遺伝子組み換えアノフェリン蚊の小さいケージ実験室の試験

ここで説明するプロトコルは、トランスジェニック蚊の性能と小さな実験室ケージ試験における野生型の比較を評価するのに適しています。小さいケージ試験はマラリアの除去のための新しい技術の実施を満たすのに役立つ経験的価値を提供するために重要である。ケージ試験は他の実験計画に適応することができ、欲望トランス遺伝子の脅威のダイナミクスを評価するのに適しています。

導入トランスジェニック個体に続く。3 つの 0.216 立方メートルケージを三重に設定して、実験の初期段階を開始します。そして、3週間にわたって各ケージに60秒の第二の野生型の幼虫を追加します。

毎週、各ケージ内の成体女性に、血液の食事源として麻酔マウスを提供する。そして、血液の食事の3日後に卵子容器。毎週各ケージから卵を孵化させます。

第4週から8週目まで、60匹のセカンドインスターL2幼虫を無作為に選択して、それぞれのケージに戻ります。第 9 週では、トリクリケータのセットをコントロールとして 1 セット、必要なリリース比ごとに 1 セットをランダムに割り当てます。毎週コントロールケージに30人の男性と30人の女性を持つ60匹の野生のタイプの子犬を追加します。

毎週60個の野生型の子犬と共に30個のトランスジェニックオスの子犬を加えることによって、それぞれのケージに1対1の比率を維持する。1〜0.1の比率では、60野生型の子犬と一緒に毎週300人のトランスジェニックオスの子犬をそれぞれのケージに加えます。ケージに蚊の子犬を加え、毎週血液の食事と孵化卵を提供することを繰り返します。

スクリーニングのために各ケージから合計300の幼虫を無作為に選び出す。幼虫およびパパル段階で蛍光性優勢マーカーの発現のための蛍光フィルターを用いて、立体顕微鏡で幼虫をスクリーニングします。結果の子犬の性別をスコア。

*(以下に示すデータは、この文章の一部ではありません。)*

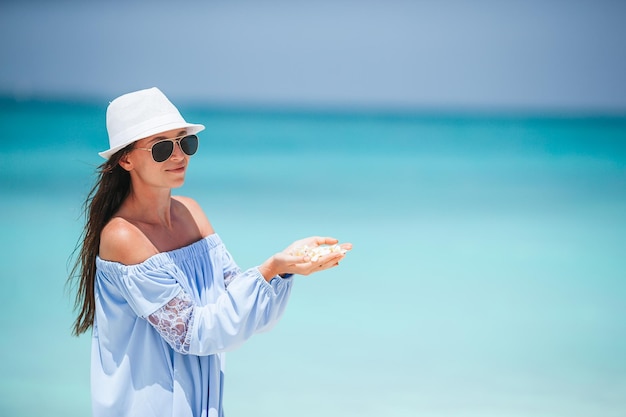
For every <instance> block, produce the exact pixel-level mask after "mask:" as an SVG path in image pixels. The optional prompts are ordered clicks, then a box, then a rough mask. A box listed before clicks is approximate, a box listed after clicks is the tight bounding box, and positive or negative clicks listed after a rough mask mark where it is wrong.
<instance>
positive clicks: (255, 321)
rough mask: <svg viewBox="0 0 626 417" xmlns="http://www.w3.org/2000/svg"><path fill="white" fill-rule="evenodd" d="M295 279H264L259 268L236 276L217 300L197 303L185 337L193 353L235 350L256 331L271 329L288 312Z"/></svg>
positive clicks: (257, 332)
mask: <svg viewBox="0 0 626 417" xmlns="http://www.w3.org/2000/svg"><path fill="white" fill-rule="evenodd" d="M292 283H293V279H292V278H289V279H282V278H278V277H276V278H273V279H272V280H271V282H269V283H268V282H267V281H265V278H263V275H262V274H261V272H260V271H259V270H258V269H257V268H251V269H248V270H246V271H244V272H242V273H241V274H240V275H238V276H237V277H235V279H233V280H232V282H231V283H230V285H229V286H228V290H227V291H226V292H225V293H224V294H222V295H221V296H220V297H218V299H217V300H216V302H215V303H213V304H207V305H204V306H195V307H194V309H193V312H192V315H191V318H190V320H189V326H188V329H187V331H188V333H189V334H187V335H186V338H187V339H186V340H188V341H189V352H188V353H190V354H192V355H199V356H203V355H211V354H214V353H217V352H225V351H228V350H232V349H235V348H237V347H238V346H240V345H241V344H243V343H244V342H245V341H246V340H248V339H249V338H250V337H251V336H252V335H253V334H255V333H259V332H263V331H267V330H270V329H271V328H272V327H274V326H275V325H276V323H277V322H278V320H279V319H280V317H281V316H282V314H283V313H284V311H285V307H286V306H287V300H288V299H289V294H290V292H291V286H292Z"/></svg>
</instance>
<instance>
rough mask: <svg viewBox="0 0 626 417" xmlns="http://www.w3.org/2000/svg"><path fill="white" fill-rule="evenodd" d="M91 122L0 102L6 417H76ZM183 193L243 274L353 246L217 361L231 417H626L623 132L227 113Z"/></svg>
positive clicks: (622, 130)
mask: <svg viewBox="0 0 626 417" xmlns="http://www.w3.org/2000/svg"><path fill="white" fill-rule="evenodd" d="M105 105H106V103H101V104H98V105H91V104H85V103H82V104H76V103H74V104H72V103H63V102H14V101H11V100H7V99H5V100H2V101H0V128H1V131H2V135H3V138H2V148H1V151H0V152H1V155H2V160H1V161H2V162H1V164H0V193H1V195H2V198H1V200H0V201H1V202H0V207H1V214H2V215H1V216H0V226H1V230H2V234H1V238H0V254H1V257H2V258H1V259H2V269H1V270H2V272H1V275H2V284H3V289H2V294H3V296H2V302H1V303H0V320H1V322H0V323H1V325H2V332H1V333H0V356H1V358H2V360H1V362H0V392H1V393H2V394H1V395H0V415H2V416H11V417H13V416H43V415H46V416H64V417H74V416H76V417H78V416H89V415H90V401H89V355H90V351H89V349H90V339H89V336H88V335H87V336H82V337H80V338H74V337H72V336H71V335H70V326H71V323H72V320H73V313H72V300H71V298H70V296H69V295H68V294H67V293H66V290H65V287H64V285H65V280H66V276H67V272H68V266H69V258H70V256H71V254H72V251H73V249H74V247H75V244H76V242H77V239H78V237H79V234H80V231H81V227H82V218H81V205H82V201H83V199H84V198H85V196H86V193H87V191H88V189H89V188H90V186H91V184H92V182H93V179H94V171H95V168H96V166H97V165H98V164H100V162H101V159H100V158H99V157H98V155H97V152H98V151H101V150H104V149H105V148H106V147H107V138H106V132H105V127H104V111H105ZM181 111H182V113H183V114H184V115H185V117H186V118H187V119H188V120H191V121H194V122H200V123H204V124H205V125H206V126H207V130H206V131H205V132H203V133H202V135H201V144H200V150H199V152H198V154H197V155H196V156H194V157H193V159H192V163H191V167H190V169H189V173H188V177H187V182H186V184H185V186H184V187H183V188H182V189H180V190H177V193H180V194H185V195H189V196H192V197H194V198H195V199H197V200H198V201H199V202H200V204H201V205H202V206H203V207H204V209H205V211H206V213H207V215H208V216H209V218H210V220H211V221H212V223H213V225H214V226H215V228H216V230H217V231H218V233H219V234H220V235H221V236H222V239H223V240H224V241H225V242H226V243H227V245H228V247H229V248H230V250H231V252H232V253H233V255H234V256H235V258H236V259H237V260H238V263H239V264H240V265H241V266H242V267H249V266H253V265H256V264H258V263H260V262H262V261H263V260H264V259H265V258H266V257H267V256H269V255H271V254H272V253H274V252H275V251H278V250H280V249H282V248H283V247H284V246H286V245H287V244H289V243H290V242H291V241H293V240H295V239H297V238H300V237H304V236H308V235H312V234H320V235H333V236H336V237H337V238H339V239H340V240H342V241H350V242H352V243H353V244H354V250H353V251H352V252H351V253H350V254H349V255H348V257H347V258H346V260H345V261H344V262H342V264H341V266H340V267H339V268H337V269H334V270H332V271H328V272H325V273H322V274H318V275H314V276H310V277H297V284H296V286H295V288H294V293H293V296H292V299H291V301H290V305H289V307H288V309H287V313H286V315H285V317H284V319H283V320H282V321H281V322H280V323H279V325H278V326H277V327H276V328H275V329H274V330H273V331H271V332H270V333H266V334H261V335H258V336H256V337H254V338H253V339H251V340H250V341H249V342H248V343H247V344H246V345H245V346H244V347H242V348H240V349H239V350H236V351H234V352H231V353H230V354H229V356H228V365H227V372H226V374H227V375H226V378H227V379H226V398H225V407H226V413H227V415H228V416H229V417H237V416H251V415H255V416H272V417H280V416H285V417H286V416H289V417H291V416H300V417H307V416H316V417H317V416H341V417H349V416H359V417H368V416H377V417H378V416H424V417H526V416H528V417H618V416H620V417H622V416H624V415H626V117H608V116H607V117H582V116H567V115H559V116H555V115H552V116H542V115H522V114H519V115H515V114H494V115H489V114H457V115H455V114H426V113H416V114H411V113H376V112H331V111H329V112H319V111H318V112H306V111H274V110H265V111H262V110H234V109H219V108H215V107H212V108H201V107H199V106H189V107H184V106H181Z"/></svg>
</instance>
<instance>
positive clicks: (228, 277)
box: [224, 267, 241, 287]
mask: <svg viewBox="0 0 626 417" xmlns="http://www.w3.org/2000/svg"><path fill="white" fill-rule="evenodd" d="M239 274H241V270H240V269H239V267H236V268H234V269H231V270H228V271H224V286H225V287H228V285H230V283H231V282H233V280H234V279H235V277H236V276H237V275H239Z"/></svg>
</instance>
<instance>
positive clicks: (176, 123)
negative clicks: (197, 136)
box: [100, 87, 204, 158]
mask: <svg viewBox="0 0 626 417" xmlns="http://www.w3.org/2000/svg"><path fill="white" fill-rule="evenodd" d="M106 126H107V132H108V134H109V150H107V151H105V152H101V153H100V156H102V157H104V158H109V157H110V156H111V155H112V154H113V153H115V152H117V151H119V150H120V149H122V148H124V147H125V146H127V145H130V144H131V143H133V142H135V141H137V140H139V139H143V138H147V137H149V136H152V135H155V134H157V133H162V132H166V131H168V130H173V129H186V130H187V133H190V134H191V133H197V132H199V131H201V130H203V129H204V126H203V125H197V124H190V123H187V122H186V121H185V119H184V118H183V116H181V114H180V112H179V111H178V109H177V108H176V107H175V106H174V105H173V104H172V103H171V102H170V101H169V100H168V98H167V97H165V94H163V93H162V92H161V90H159V89H158V88H156V87H152V88H148V89H145V90H139V91H134V92H132V93H128V94H124V95H122V96H120V97H118V98H116V99H115V100H113V101H112V102H111V103H110V104H109V106H108V107H107V113H106Z"/></svg>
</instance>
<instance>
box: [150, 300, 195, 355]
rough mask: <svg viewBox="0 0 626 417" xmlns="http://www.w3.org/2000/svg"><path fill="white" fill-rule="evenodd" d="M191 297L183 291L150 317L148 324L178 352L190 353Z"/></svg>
mask: <svg viewBox="0 0 626 417" xmlns="http://www.w3.org/2000/svg"><path fill="white" fill-rule="evenodd" d="M193 307H194V305H193V301H192V300H191V297H189V295H188V294H187V293H186V292H184V291H181V292H180V293H178V295H177V296H176V297H174V298H172V299H171V300H170V301H168V302H167V304H165V305H164V306H163V307H161V308H160V309H158V310H157V311H155V312H154V313H152V314H150V315H149V316H148V322H150V324H151V325H152V326H153V327H154V328H155V329H156V331H157V332H159V334H160V335H161V337H163V339H165V341H166V342H167V343H168V344H169V345H170V346H171V347H172V349H174V350H175V351H176V352H180V353H189V339H188V338H187V330H188V328H189V323H190V322H191V316H192V314H193Z"/></svg>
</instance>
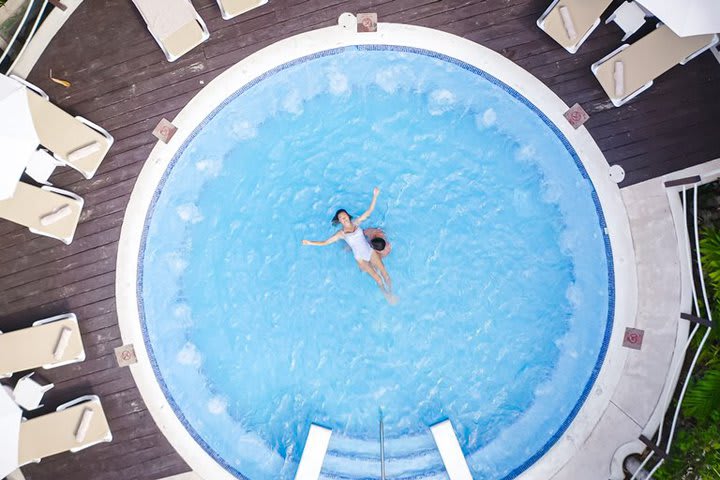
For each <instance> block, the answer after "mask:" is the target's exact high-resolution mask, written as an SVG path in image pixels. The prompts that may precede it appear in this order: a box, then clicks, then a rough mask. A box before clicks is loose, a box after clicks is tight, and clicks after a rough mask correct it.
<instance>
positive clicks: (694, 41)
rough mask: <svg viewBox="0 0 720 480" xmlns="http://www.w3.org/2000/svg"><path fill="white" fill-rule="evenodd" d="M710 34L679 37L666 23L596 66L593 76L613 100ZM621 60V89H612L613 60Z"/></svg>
mask: <svg viewBox="0 0 720 480" xmlns="http://www.w3.org/2000/svg"><path fill="white" fill-rule="evenodd" d="M712 40H713V35H696V36H693V37H679V36H677V35H676V34H675V33H674V32H673V31H672V30H670V28H668V27H667V26H666V25H662V26H660V27H658V28H656V29H655V30H654V31H652V32H651V33H649V34H647V35H645V36H644V37H643V38H641V39H640V40H638V41H637V42H635V43H633V44H632V45H630V46H629V47H627V48H625V49H624V50H621V51H619V52H618V53H616V54H615V55H613V56H612V57H610V58H607V59H606V60H605V61H604V62H603V63H601V64H600V65H598V66H597V69H596V70H595V76H596V77H597V78H598V80H599V81H600V84H601V85H602V86H603V89H605V92H606V93H607V94H608V96H609V97H610V98H611V99H613V100H616V101H620V100H622V99H623V98H624V97H625V96H627V95H630V94H632V93H633V92H635V91H637V90H639V89H640V88H642V87H643V86H644V85H646V84H647V83H648V82H651V81H652V80H654V79H655V78H657V77H659V76H660V75H662V74H663V73H665V72H667V71H668V70H670V69H671V68H672V67H674V66H675V65H677V64H678V63H680V62H681V61H683V60H684V59H685V58H687V57H689V56H690V55H692V54H693V53H695V52H697V51H698V50H701V49H702V48H703V47H706V46H708V45H709V44H710V43H711V42H712ZM617 62H622V66H623V68H622V70H623V88H622V93H620V94H616V93H615V68H616V63H617Z"/></svg>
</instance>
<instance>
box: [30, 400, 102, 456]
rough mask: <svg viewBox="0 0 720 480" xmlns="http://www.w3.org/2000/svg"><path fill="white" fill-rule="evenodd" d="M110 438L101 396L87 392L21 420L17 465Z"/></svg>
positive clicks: (84, 448) (100, 442)
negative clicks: (42, 411) (101, 399)
mask: <svg viewBox="0 0 720 480" xmlns="http://www.w3.org/2000/svg"><path fill="white" fill-rule="evenodd" d="M111 440H112V433H111V432H110V426H109V425H108V422H107V418H106V417H105V411H104V410H103V408H102V404H100V399H99V398H98V397H97V396H95V395H87V396H85V397H80V398H77V399H75V400H73V401H71V402H68V403H65V404H63V405H60V406H59V407H58V408H57V411H55V412H53V413H48V414H46V415H42V416H40V417H35V418H33V419H31V420H25V421H24V422H22V423H21V424H20V440H19V445H18V461H19V464H20V466H22V465H26V464H28V463H31V462H39V461H40V460H41V459H43V458H45V457H49V456H51V455H56V454H58V453H63V452H73V453H75V452H78V451H80V450H83V449H85V448H88V447H91V446H93V445H97V444H98V443H102V442H109V441H111Z"/></svg>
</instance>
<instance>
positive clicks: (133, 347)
mask: <svg viewBox="0 0 720 480" xmlns="http://www.w3.org/2000/svg"><path fill="white" fill-rule="evenodd" d="M115 358H117V361H118V366H119V367H127V366H128V365H132V364H133V363H137V357H136V356H135V347H133V346H132V344H128V345H123V346H121V347H117V348H116V349H115Z"/></svg>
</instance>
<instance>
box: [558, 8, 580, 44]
mask: <svg viewBox="0 0 720 480" xmlns="http://www.w3.org/2000/svg"><path fill="white" fill-rule="evenodd" d="M560 17H561V18H562V19H563V26H564V27H565V33H567V34H568V38H569V39H570V40H575V39H576V38H577V32H576V31H575V24H574V23H573V21H572V17H571V16H570V10H568V8H567V7H560Z"/></svg>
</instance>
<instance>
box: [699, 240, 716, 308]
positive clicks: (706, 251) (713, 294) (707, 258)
mask: <svg viewBox="0 0 720 480" xmlns="http://www.w3.org/2000/svg"><path fill="white" fill-rule="evenodd" d="M700 252H701V253H702V262H703V269H704V270H705V278H706V280H707V281H708V283H709V285H708V286H709V287H710V293H711V295H712V298H713V301H712V303H713V306H714V307H715V308H713V310H714V311H715V312H717V311H718V310H720V308H718V307H720V229H719V228H715V227H707V228H704V229H702V231H701V239H700Z"/></svg>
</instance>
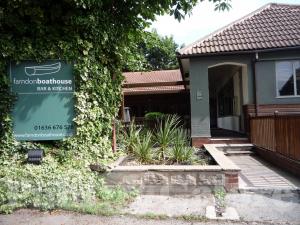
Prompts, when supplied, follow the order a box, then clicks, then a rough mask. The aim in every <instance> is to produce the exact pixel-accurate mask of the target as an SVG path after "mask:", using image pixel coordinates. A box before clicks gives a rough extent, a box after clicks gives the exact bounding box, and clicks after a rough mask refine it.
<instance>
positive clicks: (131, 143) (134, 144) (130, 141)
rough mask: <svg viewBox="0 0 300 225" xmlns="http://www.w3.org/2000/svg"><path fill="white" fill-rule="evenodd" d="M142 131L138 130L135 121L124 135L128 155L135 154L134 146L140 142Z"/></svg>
mask: <svg viewBox="0 0 300 225" xmlns="http://www.w3.org/2000/svg"><path fill="white" fill-rule="evenodd" d="M140 133H141V129H140V128H137V126H136V125H135V123H134V120H133V121H131V123H130V124H129V127H128V130H127V132H125V133H124V139H125V140H124V142H125V145H126V150H127V152H128V153H133V150H134V145H135V144H136V143H137V142H138V141H139V138H140Z"/></svg>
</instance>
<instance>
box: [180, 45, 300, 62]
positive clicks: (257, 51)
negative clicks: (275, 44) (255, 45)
mask: <svg viewBox="0 0 300 225" xmlns="http://www.w3.org/2000/svg"><path fill="white" fill-rule="evenodd" d="M298 49H299V50H300V46H293V47H284V48H269V49H257V50H245V51H232V52H213V53H204V54H190V55H181V54H180V53H179V52H177V53H176V55H177V58H178V59H186V58H194V57H206V56H226V55H236V54H256V53H262V52H276V51H284V50H298Z"/></svg>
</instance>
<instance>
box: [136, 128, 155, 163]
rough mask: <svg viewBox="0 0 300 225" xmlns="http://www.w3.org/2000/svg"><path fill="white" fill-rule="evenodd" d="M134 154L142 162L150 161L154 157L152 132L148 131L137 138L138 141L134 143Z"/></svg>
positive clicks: (147, 162) (146, 162) (148, 162)
mask: <svg viewBox="0 0 300 225" xmlns="http://www.w3.org/2000/svg"><path fill="white" fill-rule="evenodd" d="M133 146H134V151H133V154H134V156H135V157H136V158H137V159H138V160H139V161H140V162H141V163H149V162H151V161H152V159H153V151H152V147H153V145H152V133H151V132H150V131H147V132H146V133H145V134H144V135H142V136H141V137H139V138H138V139H137V143H135V144H134V145H133Z"/></svg>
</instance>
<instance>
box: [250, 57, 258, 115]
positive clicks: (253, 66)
mask: <svg viewBox="0 0 300 225" xmlns="http://www.w3.org/2000/svg"><path fill="white" fill-rule="evenodd" d="M256 62H258V53H257V52H256V53H255V55H254V58H253V60H252V73H253V88H254V105H255V116H258V112H259V105H258V95H257V89H256V87H257V79H256Z"/></svg>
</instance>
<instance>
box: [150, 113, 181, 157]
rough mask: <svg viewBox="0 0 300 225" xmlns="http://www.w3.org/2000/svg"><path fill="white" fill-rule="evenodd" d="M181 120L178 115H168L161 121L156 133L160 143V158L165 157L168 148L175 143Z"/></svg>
mask: <svg viewBox="0 0 300 225" xmlns="http://www.w3.org/2000/svg"><path fill="white" fill-rule="evenodd" d="M179 122H180V120H179V117H178V116H177V115H166V116H165V118H164V120H162V121H160V123H159V125H158V128H157V131H156V134H155V139H156V141H157V143H158V144H159V153H158V157H159V159H165V155H166V152H167V148H168V147H169V145H170V144H171V143H173V140H174V135H175V132H176V128H177V126H178V125H179Z"/></svg>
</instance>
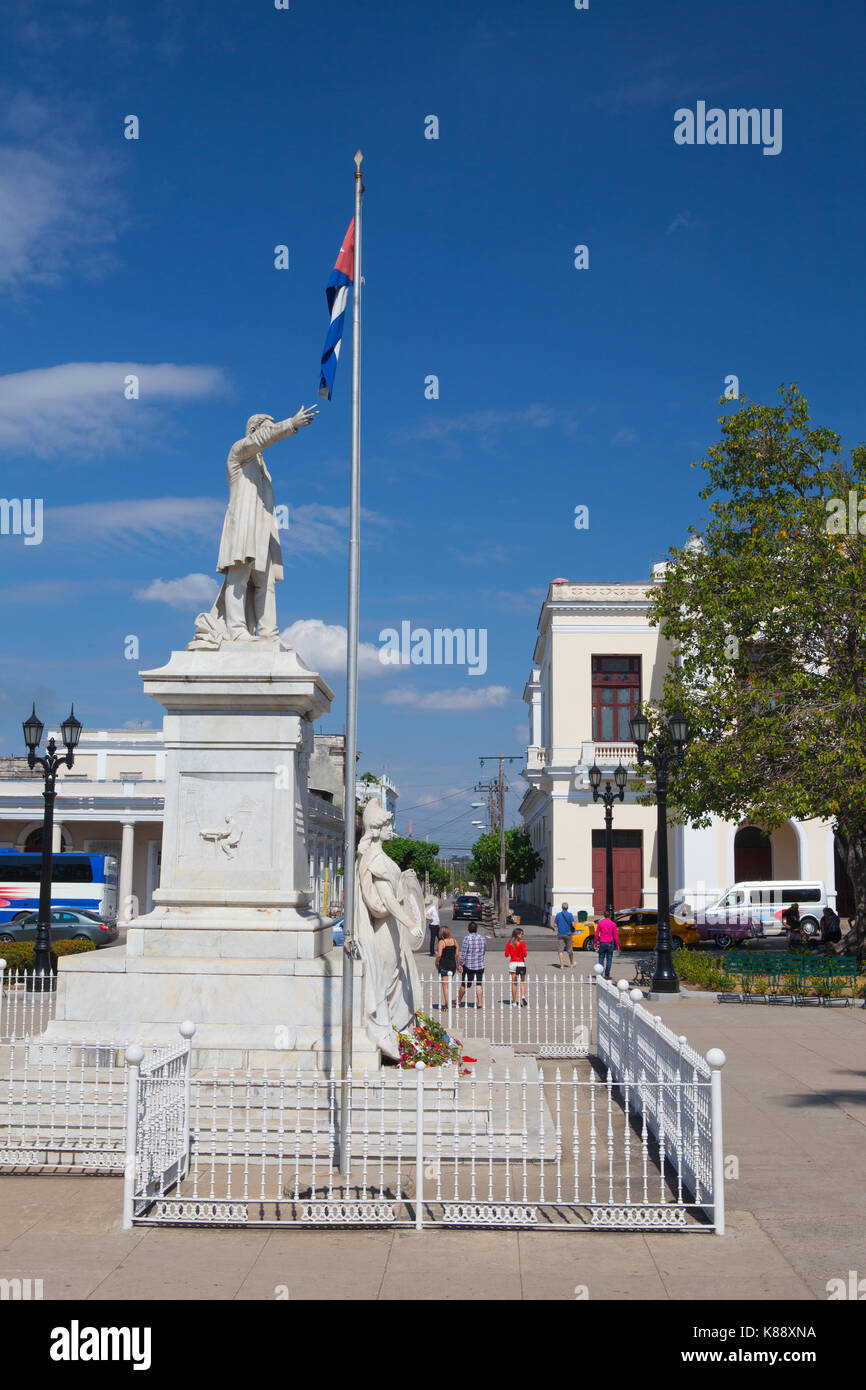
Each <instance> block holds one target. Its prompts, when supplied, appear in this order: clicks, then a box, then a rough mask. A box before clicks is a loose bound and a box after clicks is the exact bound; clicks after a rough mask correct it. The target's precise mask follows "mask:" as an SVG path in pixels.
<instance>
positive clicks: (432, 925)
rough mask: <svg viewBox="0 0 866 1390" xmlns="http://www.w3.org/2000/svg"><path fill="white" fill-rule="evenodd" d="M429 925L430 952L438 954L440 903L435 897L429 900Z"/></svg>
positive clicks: (427, 915)
mask: <svg viewBox="0 0 866 1390" xmlns="http://www.w3.org/2000/svg"><path fill="white" fill-rule="evenodd" d="M427 926H428V929H430V954H431V955H435V954H436V947H438V945H439V905H438V902H436V899H435V898H430V899H428V902H427Z"/></svg>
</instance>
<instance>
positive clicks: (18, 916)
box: [0, 849, 117, 924]
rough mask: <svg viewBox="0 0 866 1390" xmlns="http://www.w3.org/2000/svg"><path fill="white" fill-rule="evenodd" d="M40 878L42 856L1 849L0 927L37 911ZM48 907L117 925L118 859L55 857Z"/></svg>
mask: <svg viewBox="0 0 866 1390" xmlns="http://www.w3.org/2000/svg"><path fill="white" fill-rule="evenodd" d="M40 874H42V855H25V853H19V852H18V851H17V849H0V924H1V923H4V922H15V919H17V917H22V916H24V915H25V913H26V912H35V910H36V908H38V906H39V877H40ZM51 906H53V908H78V909H79V910H82V912H97V913H99V916H100V917H103V919H104V920H106V922H117V855H82V853H64V855H54V862H53V870H51Z"/></svg>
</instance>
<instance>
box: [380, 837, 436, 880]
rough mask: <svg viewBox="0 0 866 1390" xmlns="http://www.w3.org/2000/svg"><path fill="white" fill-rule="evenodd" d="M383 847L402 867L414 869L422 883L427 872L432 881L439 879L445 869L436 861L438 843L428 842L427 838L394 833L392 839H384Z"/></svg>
mask: <svg viewBox="0 0 866 1390" xmlns="http://www.w3.org/2000/svg"><path fill="white" fill-rule="evenodd" d="M382 849H384V851H385V853H386V855H389V856H391V859H393V862H395V863H398V865H399V866H400V869H414V872H416V873H417V876H418V878H420V880H421V883H423V881H424V874H425V873H428V874H430V881H431V883H436V881H439V876H441V873H442V872H443V870H442V865H438V863H436V855H438V853H439V847H438V845H435V844H428V842H427V841H425V840H407V838H406V837H405V835H392V837H391V840H384V841H382Z"/></svg>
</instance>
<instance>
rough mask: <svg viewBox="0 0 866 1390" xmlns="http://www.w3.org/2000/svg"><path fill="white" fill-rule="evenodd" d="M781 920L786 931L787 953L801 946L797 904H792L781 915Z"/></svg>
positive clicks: (801, 941)
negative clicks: (783, 924)
mask: <svg viewBox="0 0 866 1390" xmlns="http://www.w3.org/2000/svg"><path fill="white" fill-rule="evenodd" d="M781 920H783V922H784V924H785V927H787V929H788V951H792V949H796V948H798V947H802V945H803V930H802V927H801V923H799V903H798V902H792V903H791V906H790V908H787V909H785V912H783V915H781Z"/></svg>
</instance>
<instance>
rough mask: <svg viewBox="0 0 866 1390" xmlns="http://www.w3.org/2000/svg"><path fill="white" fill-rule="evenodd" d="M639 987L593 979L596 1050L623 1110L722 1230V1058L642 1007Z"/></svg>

遺伝子駆動実験では、蚊を安全な昆虫に入れ、定期的な監視を伴う標準的な操作手順に従うことによって、バリア戦略を採用しています。各所望のトランスジェニックから野生型の男性の放出比に対して、2組の3重0.216立方メートルケージを備えたケージを用意します。1対1の男性の放出比を達成するために、各複製ケージに120人のトランスジェニック男性、120匹の野生型の雄と雌を子犬の段階に加える。

各ケージ内の4〜7日齢の雌に麻酔マウスを使用して血液食事を提供します。幼虫の皿の中で卵を孵化させた後、各ケージからランダムに約240の最初のインスターL1幼虫を選択し、それぞれのケージに戻る前に子犬に飼育します。前に説明したように、眼マーカーと性表現型の幼虫を選択してスクリーニングする。

野生型の雄に対するトランスジェニックの各特定の放出比に対して、男性と女性の同数の3倍の0.005立方メートルケージのケージセットアップを組み立てます。人工給餌装置を用いて、2日連続で各ケージ内の4〜7日齢の女性に血液食事を提供する。2回目の血液ミールの3日後、卵子容器を追加し、3日後に容器を取り除きます。

すべての死者と生きている大人がセックスによってケージに残っているスコアリングした後、分子分析のためにマイナス80度で保存します。卵を孵化させ、200 L1幼虫を選び、幼虫を脇に置いて次世代の新しいケージを作り出します。その後、スクリーニングのために確保された各ケージから別の500頭の幼虫を無作為に選択します。

選択した200頭の幼虫を子犬に、500頭の幼虫をL4インスターステージに飼育します。200トレイから子犬を返して、新しいケージを装着します。スクリーンは、以前のように、眼マーカーと性表現型のために無作為に選択された幼虫。

代表的な分析では、異なる母集団置換ケージ試験プロトコルに対して、最もパフォーマンスの高い反復の予測型ダイナミクスが示されている。結果は、7世代にわたってDsRedマーカー表現型を有する幼虫の直線増加割合を示した。1対1の非ドライブリリースは、7世代以内に80%以上の導入導入に達しました。

遺伝子駆動プロトコルは、3〜4世代以内にこれを達成しました。したがって、遺伝子駆動システムの単一の放出が遺伝子導入のより効率的であることを検証する。観察の終わりに、遺伝子ドライブシステムにおけるトランスジーンの普及はほぼ完全に導入された。

離型率の人口の年齢構造、ケージサイズなどの重要なパラメータは、実験の目的や特定の目的によって異なります。生殖能力や胎児性などのフィットネスパラメータを評価するための実験が行えます。ケージ試験からのさらに経験的なデータは、集団力学の数学的モデルをパラメータ化するために使用することができます。